Victoria eyes NSW cases amid border decision
Victoria's health minister Martin Foley said the government was constantly reviewing the red zones, taking into account the number of active cases and mystery cases in both states.
"Let's be clear, there are almost 200 cases circulating in the Greater Sydney community since December the 16th, not just on the northern beaches," Mr Foley said.
"We're more than confident that our colleagues in New South Wales are mopping this up, but there have been chains of unknown transmission for many weeks now in Sydney."
Travellers from Greater Brisbane arriving in South Australia from Sunday will not have to go into quarantine, the SA government announced on Friday.
Meanwhile, Western Australia late on Friday assigned a "low risk" status to Victoria, which has now recorded 10 days of no local transmission.
Victorians still need to self-quarantine for 14 days but, unlike residents from "medium risk" Queensland and NSW, will be able to enter WA without an exemption from Monday.
Victorians return home from Brisbane
Victorians stuck in Brisbane will be able to return home from 6pm on Saturday.
The state on Saturday again recorded zero new locally acquired Covid-19 cases, the 10th day in a row that it has done so.
The Victorian government will downgrade Brisbane to an orange zone from a red zone on Saturday evening, meaning Victorians will not need to apply for an exemption to return home.

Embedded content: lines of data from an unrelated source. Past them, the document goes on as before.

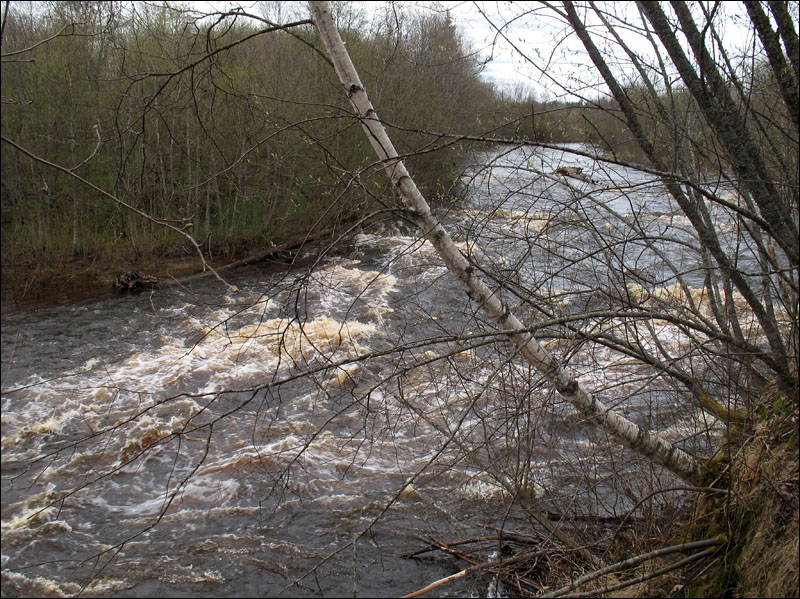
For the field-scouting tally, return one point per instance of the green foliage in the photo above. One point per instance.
(252, 143)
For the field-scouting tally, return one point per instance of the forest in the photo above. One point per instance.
(391, 317)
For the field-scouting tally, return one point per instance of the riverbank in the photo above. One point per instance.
(28, 287)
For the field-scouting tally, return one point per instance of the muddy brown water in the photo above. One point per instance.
(192, 442)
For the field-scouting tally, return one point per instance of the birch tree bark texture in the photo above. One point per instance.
(650, 445)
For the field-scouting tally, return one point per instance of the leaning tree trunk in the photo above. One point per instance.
(644, 442)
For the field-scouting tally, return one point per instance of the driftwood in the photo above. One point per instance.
(284, 253)
(134, 281)
(576, 172)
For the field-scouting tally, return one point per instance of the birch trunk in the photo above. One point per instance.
(644, 442)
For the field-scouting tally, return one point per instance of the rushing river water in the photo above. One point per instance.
(303, 435)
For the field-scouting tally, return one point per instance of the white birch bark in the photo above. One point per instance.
(644, 442)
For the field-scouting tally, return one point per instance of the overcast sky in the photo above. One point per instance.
(558, 58)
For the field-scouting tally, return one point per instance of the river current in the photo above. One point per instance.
(304, 435)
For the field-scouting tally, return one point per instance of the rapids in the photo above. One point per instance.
(301, 436)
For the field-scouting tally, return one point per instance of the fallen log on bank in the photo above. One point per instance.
(286, 252)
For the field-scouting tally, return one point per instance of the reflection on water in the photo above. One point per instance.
(193, 443)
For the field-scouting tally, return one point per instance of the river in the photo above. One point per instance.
(302, 436)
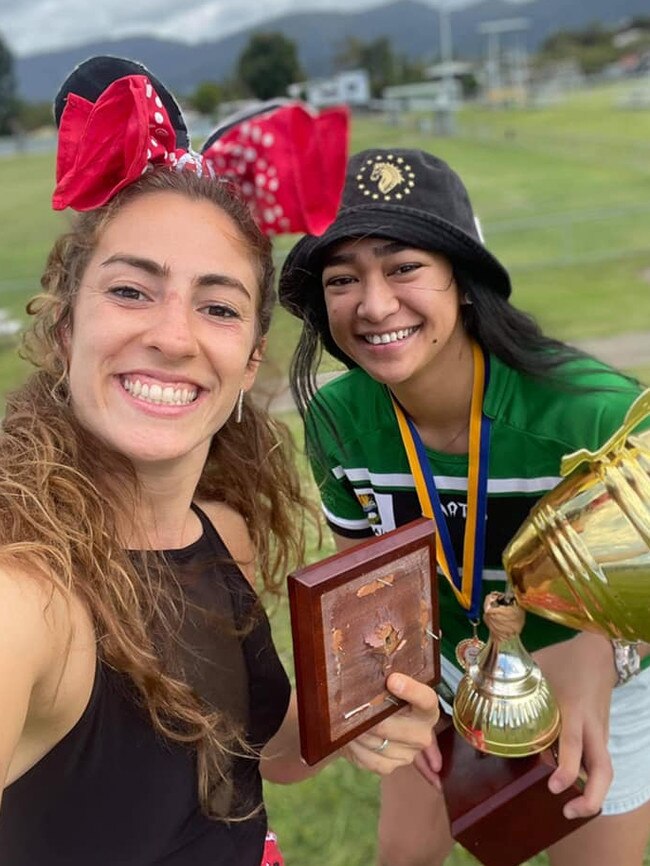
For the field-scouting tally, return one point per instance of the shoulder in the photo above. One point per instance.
(581, 410)
(347, 406)
(34, 612)
(234, 533)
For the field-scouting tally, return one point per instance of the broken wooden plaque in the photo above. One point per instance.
(500, 809)
(357, 617)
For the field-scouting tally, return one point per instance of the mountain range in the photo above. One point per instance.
(413, 28)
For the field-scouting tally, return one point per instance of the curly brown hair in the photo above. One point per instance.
(59, 512)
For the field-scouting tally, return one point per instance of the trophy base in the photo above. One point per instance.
(500, 809)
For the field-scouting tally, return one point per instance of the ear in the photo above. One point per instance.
(256, 358)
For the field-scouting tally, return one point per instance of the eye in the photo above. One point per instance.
(406, 268)
(337, 281)
(220, 311)
(127, 293)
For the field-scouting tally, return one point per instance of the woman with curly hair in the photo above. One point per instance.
(141, 494)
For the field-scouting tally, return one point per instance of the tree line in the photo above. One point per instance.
(269, 63)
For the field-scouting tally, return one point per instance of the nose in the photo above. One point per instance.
(172, 330)
(378, 300)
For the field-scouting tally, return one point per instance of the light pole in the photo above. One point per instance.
(445, 111)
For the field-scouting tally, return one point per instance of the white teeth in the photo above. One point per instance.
(390, 337)
(155, 393)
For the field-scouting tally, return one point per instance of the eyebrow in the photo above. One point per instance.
(152, 267)
(380, 251)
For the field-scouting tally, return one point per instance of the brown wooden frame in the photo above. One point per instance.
(356, 617)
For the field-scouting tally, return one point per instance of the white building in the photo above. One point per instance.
(351, 87)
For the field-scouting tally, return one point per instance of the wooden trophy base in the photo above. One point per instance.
(500, 809)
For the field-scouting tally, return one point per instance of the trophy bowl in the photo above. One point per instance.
(582, 557)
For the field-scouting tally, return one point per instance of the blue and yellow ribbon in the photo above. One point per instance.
(467, 588)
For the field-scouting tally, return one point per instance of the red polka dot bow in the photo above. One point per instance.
(106, 145)
(289, 163)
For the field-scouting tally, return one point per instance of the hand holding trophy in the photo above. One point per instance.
(582, 558)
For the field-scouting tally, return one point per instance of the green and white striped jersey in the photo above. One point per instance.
(367, 487)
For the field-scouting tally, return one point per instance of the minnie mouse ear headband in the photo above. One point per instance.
(288, 162)
(117, 121)
(404, 195)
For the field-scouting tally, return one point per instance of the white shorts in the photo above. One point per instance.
(629, 741)
(629, 746)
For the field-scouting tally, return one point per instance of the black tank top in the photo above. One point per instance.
(112, 792)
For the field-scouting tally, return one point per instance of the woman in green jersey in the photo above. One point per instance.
(402, 289)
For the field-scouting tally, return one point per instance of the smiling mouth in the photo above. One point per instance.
(165, 395)
(390, 336)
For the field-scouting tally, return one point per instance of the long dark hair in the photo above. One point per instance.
(503, 330)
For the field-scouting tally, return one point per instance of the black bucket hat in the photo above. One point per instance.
(403, 195)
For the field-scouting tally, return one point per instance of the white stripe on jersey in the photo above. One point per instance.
(449, 482)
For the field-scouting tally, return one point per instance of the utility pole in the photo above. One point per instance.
(445, 123)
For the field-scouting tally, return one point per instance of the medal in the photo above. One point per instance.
(466, 585)
(468, 649)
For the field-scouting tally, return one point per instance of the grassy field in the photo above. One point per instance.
(563, 194)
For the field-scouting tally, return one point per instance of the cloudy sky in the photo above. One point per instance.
(30, 26)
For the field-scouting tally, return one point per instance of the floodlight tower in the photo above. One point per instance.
(494, 30)
(445, 111)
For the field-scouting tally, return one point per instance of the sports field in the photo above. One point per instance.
(563, 194)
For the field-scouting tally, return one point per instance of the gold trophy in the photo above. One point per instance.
(582, 558)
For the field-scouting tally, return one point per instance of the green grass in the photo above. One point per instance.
(563, 194)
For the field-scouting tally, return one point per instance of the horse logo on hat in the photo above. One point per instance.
(389, 174)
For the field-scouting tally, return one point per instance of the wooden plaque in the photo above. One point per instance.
(357, 617)
(500, 809)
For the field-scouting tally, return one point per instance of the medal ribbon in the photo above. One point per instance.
(467, 588)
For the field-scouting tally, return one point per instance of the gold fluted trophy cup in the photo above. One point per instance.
(582, 559)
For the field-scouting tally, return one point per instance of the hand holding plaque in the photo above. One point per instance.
(357, 617)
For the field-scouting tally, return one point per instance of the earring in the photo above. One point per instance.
(239, 411)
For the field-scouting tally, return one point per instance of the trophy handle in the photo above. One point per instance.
(638, 411)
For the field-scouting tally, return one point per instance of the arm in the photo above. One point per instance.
(581, 674)
(29, 614)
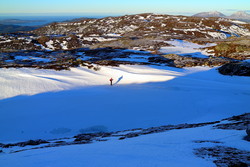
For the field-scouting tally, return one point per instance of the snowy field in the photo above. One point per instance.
(50, 104)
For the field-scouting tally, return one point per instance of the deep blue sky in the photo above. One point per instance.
(112, 7)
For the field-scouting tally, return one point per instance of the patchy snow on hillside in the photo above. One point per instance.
(183, 48)
(37, 102)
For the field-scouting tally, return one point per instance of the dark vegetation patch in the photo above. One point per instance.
(240, 122)
(239, 68)
(224, 156)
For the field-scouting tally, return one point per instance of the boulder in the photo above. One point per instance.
(239, 68)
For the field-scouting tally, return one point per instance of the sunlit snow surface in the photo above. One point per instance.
(37, 103)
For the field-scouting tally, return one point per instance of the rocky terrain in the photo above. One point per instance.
(222, 155)
(129, 39)
(240, 15)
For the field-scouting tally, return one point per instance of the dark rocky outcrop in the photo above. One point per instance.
(239, 68)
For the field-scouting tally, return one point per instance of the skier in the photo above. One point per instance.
(111, 81)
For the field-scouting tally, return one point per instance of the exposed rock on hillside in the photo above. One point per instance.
(241, 69)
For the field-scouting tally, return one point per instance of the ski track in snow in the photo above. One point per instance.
(35, 103)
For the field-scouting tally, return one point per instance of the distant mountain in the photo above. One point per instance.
(15, 28)
(210, 14)
(18, 21)
(240, 15)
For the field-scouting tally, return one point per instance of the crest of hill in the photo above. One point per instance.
(210, 14)
(147, 25)
(240, 15)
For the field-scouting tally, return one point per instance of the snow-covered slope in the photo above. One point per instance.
(142, 96)
(172, 148)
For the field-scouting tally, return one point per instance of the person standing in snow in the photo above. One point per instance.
(111, 81)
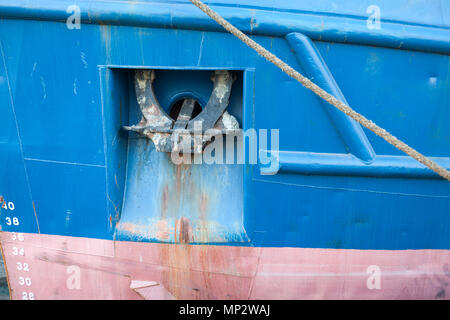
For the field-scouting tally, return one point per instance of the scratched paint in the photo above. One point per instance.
(193, 203)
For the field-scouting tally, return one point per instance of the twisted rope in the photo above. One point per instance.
(322, 93)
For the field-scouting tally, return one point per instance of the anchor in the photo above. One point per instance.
(185, 134)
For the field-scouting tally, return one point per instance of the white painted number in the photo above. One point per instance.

Returnees will need to apply for a travel permit, which they will receive automatically. They must also take a coronavirus test within three days of their arrival and isolate until they receive a negative result.
The same process will apply for anyone travelling from Brisbane, whether or not they live in Victoria.
The Victorian government is no longer intensely anxious about the Covid-19 leak from hotel quarantine in Brisbane, as the infection appears to have spread no further than a cleaner and her partner.
Premier Daniel Andrews said “there is sufficient stability” to allow Victorians to return from Brisbane now.
Victorians stranded in Sydney should be hopeful they will be able to return home soon as well, with Mr Andrews flagging on Saturday he was preparing to dramatically reduce the red zone in NSW.
“I do hope to be able to make announcements very similar to what we've just announced with Brisbane in the next couple of days. But, again, it has to be based on advice,” Mr Andrews said.
Chief Health Officer Brett Sutton said the trend in Sydney was good.
“There are clearly some local government areas within Greater Sydney that have now gone a number of days of cases without transmission. I will look very intensively at the epidemiology across Greater Sydney over the next couple of days,” he told reporters.
The announcement will come in the next day or two, Mr Andrews said.
Mr Andrews said the government would be matching permit and testing data to ensure those who return from orange zones were tested as required.